Despite the cost-effectiveness of cloud computing, the cost reduction is still one of the service providers’ worries. In service provider side, cost reduction can be achieved throughout an effective resources provisioning process (Joe, Yi, & Sohn, 2011). Resource provisioning is an essential feature in cloud computing whereby estimating the computing resources for different computation tasks based on the expected/real workload. Accordingly, resource allocation process determines the locations and the amount of resources needed for each user to minimize the cost under certain constraints. In cloud computing, many users may share resources with different needs and expectation.
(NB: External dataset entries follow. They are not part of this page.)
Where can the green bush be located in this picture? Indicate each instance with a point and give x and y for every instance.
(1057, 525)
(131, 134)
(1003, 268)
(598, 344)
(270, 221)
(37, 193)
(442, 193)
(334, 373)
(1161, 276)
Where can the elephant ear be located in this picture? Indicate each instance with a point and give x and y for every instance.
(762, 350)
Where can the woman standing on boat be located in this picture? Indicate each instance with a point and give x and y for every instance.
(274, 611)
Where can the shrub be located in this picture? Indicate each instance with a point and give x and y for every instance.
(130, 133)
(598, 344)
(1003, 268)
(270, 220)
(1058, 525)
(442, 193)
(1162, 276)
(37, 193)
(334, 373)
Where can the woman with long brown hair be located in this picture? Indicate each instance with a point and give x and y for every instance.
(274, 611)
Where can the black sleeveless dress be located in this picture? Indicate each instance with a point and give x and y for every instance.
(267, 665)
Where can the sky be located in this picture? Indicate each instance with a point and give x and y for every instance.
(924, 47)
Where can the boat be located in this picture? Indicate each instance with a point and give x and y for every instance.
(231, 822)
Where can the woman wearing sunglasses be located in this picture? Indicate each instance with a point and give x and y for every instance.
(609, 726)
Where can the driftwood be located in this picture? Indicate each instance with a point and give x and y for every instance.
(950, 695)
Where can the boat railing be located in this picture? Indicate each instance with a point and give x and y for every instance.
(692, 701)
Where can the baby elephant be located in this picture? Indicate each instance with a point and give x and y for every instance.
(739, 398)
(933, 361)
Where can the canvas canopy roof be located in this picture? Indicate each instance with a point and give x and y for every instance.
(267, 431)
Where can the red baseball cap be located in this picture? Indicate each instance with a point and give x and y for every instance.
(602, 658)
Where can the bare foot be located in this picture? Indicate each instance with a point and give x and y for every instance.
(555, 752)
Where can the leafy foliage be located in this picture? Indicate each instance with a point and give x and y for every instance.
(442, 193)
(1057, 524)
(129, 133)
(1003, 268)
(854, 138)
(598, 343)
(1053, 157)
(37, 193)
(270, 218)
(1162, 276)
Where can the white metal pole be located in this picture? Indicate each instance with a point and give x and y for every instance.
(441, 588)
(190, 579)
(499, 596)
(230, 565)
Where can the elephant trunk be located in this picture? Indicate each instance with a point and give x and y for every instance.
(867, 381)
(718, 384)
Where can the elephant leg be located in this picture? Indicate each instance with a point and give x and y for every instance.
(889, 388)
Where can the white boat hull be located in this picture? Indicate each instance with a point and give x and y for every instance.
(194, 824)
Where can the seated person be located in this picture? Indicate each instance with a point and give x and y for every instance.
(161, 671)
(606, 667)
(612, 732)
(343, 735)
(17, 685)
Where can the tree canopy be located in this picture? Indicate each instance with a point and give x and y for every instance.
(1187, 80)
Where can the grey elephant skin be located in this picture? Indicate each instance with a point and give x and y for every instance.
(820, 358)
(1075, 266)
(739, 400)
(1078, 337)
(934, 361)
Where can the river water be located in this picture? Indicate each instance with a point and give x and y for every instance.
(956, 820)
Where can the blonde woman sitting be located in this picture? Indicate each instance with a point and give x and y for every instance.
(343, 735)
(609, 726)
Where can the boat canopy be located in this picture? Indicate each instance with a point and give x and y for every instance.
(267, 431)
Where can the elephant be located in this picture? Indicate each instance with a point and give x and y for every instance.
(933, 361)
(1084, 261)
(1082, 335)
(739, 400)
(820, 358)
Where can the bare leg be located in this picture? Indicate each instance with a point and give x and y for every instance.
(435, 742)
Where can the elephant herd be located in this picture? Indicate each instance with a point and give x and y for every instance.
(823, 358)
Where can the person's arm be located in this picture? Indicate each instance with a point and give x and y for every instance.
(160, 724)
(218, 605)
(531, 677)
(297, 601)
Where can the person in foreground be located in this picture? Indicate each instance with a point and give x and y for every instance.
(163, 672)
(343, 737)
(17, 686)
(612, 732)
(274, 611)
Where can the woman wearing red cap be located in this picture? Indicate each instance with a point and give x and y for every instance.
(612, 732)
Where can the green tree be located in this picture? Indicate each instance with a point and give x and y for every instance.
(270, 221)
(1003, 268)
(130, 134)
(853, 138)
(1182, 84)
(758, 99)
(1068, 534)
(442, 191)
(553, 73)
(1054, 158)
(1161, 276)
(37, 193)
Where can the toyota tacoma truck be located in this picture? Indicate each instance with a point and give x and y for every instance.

Each user expects to use the resources freely and with a certain level of quality. Besides, each virtual machine is characterized with variable size, interactivity, and rapidly changing effective period (Rimal et al., 2009). Such characteristics make the design of cloud computing platform challengeable. For that, these resources should be shared in a more effective manner (Patel, Ranabahu, & Sheth, 2009). However, the virtual machines hosted in cloud computing platforms overwhelmingly suffer from the workload fluctuation and/or sudden peak workloads, which may cause a degradation in quality of service (QoS) and quality of experience (QoE).